Les raisins étaient sucrés, encore chauds et vaguement… Elle n’avait pas trouvé le mot pour l’exprimer.
C’est en regardant cette photographie qu’elle avait tout compris. Elle ne souriait pas encore, ou bien elle ne souriait déjà plus, comme il l’aurait souhaité. Malgré la traîtrise du mois d’août, elle ne regrettait pas sa robe verte à pois blancs, sa robe éolienne sur les jambes nues.
Mais les années avaient passé pour ternir ce moment-là, pour lever cette parole d’ombre.
Elle n’irait plus jamais là-bas se détruire, dans la garrigue embaumée.
Figure (é)mouvante.
En 1999, il y eût cette pluie de mots éparpillés sur la page, tombés d’on ne sait où…

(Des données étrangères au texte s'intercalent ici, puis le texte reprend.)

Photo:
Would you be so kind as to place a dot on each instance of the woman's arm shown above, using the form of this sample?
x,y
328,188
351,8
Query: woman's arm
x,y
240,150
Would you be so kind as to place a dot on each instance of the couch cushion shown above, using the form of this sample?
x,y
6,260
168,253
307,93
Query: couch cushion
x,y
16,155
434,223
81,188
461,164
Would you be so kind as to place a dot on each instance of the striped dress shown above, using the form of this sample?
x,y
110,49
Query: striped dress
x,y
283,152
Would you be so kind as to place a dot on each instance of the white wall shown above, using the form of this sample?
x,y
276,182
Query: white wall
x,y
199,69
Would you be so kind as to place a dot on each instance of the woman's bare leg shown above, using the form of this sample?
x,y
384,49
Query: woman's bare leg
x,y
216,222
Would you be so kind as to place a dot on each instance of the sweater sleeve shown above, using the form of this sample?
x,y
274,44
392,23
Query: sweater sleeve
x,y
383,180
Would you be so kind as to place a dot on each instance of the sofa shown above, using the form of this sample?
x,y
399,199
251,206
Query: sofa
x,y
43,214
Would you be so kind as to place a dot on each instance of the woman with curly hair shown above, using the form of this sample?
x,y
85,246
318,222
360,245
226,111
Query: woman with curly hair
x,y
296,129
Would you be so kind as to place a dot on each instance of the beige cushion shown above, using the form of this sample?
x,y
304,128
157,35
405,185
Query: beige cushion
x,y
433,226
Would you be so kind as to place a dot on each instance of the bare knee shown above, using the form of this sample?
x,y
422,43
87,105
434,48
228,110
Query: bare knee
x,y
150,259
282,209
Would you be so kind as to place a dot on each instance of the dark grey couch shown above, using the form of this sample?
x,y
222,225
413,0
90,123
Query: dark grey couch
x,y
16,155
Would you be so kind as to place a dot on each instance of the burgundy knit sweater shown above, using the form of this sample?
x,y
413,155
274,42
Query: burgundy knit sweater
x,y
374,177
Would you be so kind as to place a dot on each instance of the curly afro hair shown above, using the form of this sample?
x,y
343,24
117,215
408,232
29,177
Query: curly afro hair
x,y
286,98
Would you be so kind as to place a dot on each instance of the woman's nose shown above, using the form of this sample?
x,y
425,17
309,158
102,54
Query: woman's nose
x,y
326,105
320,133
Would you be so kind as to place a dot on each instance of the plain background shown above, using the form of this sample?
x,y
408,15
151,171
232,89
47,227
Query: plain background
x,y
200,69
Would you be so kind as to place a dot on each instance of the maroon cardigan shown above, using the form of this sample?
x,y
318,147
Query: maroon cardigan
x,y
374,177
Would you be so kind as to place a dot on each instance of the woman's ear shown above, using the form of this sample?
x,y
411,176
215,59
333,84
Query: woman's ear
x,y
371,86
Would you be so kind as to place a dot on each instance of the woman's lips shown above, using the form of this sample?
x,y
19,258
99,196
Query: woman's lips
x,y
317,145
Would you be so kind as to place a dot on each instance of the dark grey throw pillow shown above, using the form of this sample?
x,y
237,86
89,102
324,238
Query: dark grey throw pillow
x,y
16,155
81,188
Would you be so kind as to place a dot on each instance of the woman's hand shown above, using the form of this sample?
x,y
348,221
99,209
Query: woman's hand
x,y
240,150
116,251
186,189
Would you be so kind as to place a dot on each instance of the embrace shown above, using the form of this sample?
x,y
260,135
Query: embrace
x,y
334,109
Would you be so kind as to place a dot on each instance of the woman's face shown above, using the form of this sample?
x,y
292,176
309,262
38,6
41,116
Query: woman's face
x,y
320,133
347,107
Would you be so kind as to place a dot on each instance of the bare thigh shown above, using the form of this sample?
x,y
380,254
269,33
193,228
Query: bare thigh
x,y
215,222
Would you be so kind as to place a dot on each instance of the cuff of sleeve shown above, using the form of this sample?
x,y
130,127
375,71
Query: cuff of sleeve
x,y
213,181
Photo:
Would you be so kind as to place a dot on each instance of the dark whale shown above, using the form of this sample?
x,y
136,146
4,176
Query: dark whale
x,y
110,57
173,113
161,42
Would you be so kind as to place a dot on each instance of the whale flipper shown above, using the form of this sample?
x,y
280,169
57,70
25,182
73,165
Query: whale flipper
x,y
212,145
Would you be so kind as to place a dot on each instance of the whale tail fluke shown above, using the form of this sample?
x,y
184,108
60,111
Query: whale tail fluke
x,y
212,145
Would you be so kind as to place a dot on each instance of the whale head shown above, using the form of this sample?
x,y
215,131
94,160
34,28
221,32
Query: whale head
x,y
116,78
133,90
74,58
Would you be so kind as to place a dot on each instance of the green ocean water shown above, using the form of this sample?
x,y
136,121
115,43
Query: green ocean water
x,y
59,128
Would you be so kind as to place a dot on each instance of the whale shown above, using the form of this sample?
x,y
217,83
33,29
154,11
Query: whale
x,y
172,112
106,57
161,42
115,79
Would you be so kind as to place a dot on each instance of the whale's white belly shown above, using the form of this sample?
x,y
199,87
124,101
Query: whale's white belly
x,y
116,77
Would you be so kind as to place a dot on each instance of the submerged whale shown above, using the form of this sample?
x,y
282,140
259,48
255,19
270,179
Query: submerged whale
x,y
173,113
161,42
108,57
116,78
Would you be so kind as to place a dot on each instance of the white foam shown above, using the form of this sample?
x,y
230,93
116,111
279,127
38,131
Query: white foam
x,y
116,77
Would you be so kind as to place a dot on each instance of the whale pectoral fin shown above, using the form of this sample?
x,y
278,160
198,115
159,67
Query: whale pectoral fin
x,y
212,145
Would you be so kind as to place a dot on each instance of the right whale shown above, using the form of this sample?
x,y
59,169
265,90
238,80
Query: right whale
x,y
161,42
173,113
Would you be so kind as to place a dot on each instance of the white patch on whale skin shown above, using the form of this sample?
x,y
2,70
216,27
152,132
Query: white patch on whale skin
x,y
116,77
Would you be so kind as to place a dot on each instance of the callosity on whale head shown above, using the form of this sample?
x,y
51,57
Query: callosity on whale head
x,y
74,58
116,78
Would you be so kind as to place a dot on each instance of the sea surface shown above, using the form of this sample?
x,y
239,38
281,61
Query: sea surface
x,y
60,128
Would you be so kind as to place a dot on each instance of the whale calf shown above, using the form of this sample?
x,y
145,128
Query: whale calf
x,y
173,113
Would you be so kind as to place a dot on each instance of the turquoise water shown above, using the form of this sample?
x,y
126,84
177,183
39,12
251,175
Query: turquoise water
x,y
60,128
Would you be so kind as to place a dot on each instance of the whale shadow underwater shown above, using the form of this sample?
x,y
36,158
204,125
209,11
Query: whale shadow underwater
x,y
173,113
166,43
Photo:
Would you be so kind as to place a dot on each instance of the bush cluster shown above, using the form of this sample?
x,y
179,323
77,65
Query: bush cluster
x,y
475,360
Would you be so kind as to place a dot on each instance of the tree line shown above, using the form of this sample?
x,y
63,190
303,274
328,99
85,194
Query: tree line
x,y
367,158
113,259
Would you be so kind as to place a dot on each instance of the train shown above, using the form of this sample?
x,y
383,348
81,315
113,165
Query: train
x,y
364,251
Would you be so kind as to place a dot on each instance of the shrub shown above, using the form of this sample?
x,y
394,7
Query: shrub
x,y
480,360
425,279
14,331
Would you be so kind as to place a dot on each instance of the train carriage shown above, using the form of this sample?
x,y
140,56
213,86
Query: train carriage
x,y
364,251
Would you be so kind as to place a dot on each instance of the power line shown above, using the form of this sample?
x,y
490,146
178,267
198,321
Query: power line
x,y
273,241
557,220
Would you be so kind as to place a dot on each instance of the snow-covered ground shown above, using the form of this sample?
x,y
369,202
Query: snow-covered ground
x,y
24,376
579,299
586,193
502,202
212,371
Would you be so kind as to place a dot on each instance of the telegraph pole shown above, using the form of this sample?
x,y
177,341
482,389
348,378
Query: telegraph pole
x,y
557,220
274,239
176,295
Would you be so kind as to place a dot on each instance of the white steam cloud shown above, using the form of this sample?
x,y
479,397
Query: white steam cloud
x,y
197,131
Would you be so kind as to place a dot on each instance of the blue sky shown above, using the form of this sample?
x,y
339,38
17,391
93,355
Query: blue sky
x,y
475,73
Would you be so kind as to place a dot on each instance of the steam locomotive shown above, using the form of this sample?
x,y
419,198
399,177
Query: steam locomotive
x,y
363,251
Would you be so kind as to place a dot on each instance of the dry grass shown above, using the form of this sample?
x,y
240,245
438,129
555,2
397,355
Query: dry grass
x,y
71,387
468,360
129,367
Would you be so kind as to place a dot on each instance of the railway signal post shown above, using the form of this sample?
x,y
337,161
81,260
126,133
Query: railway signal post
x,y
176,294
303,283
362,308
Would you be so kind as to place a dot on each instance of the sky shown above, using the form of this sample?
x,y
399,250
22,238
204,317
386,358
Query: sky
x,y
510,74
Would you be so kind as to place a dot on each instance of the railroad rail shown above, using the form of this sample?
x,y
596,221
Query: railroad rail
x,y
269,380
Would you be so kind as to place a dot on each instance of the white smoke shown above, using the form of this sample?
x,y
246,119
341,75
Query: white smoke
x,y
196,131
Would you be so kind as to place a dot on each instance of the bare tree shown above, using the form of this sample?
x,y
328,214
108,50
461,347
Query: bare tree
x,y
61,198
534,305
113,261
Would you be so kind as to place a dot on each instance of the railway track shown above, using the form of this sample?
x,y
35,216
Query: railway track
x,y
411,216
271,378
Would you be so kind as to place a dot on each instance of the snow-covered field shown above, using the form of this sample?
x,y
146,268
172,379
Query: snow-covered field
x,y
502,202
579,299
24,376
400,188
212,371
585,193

Et maintenant il y a en bon ordre sur cette plaque mon « ridiculum vitae » : B. G. né en 1948 – mort en… Une question reste une question, mais Dieu merci, le ridiculum n’a jamais tué personne.
Pour Aléatoire, « pour aller à toi Relecteur inconnu. Pour aller à Toire, ce pays où l’on arrive jamais ».
L’ouvrage de Bruno Guittard, Figures mouvantes, recueil de cent courts textes accompagnés de dessins originaux, est paru initialement aux éditions Le Capucin en 2000. Pour Magazine Aléatoire, extraits choisis.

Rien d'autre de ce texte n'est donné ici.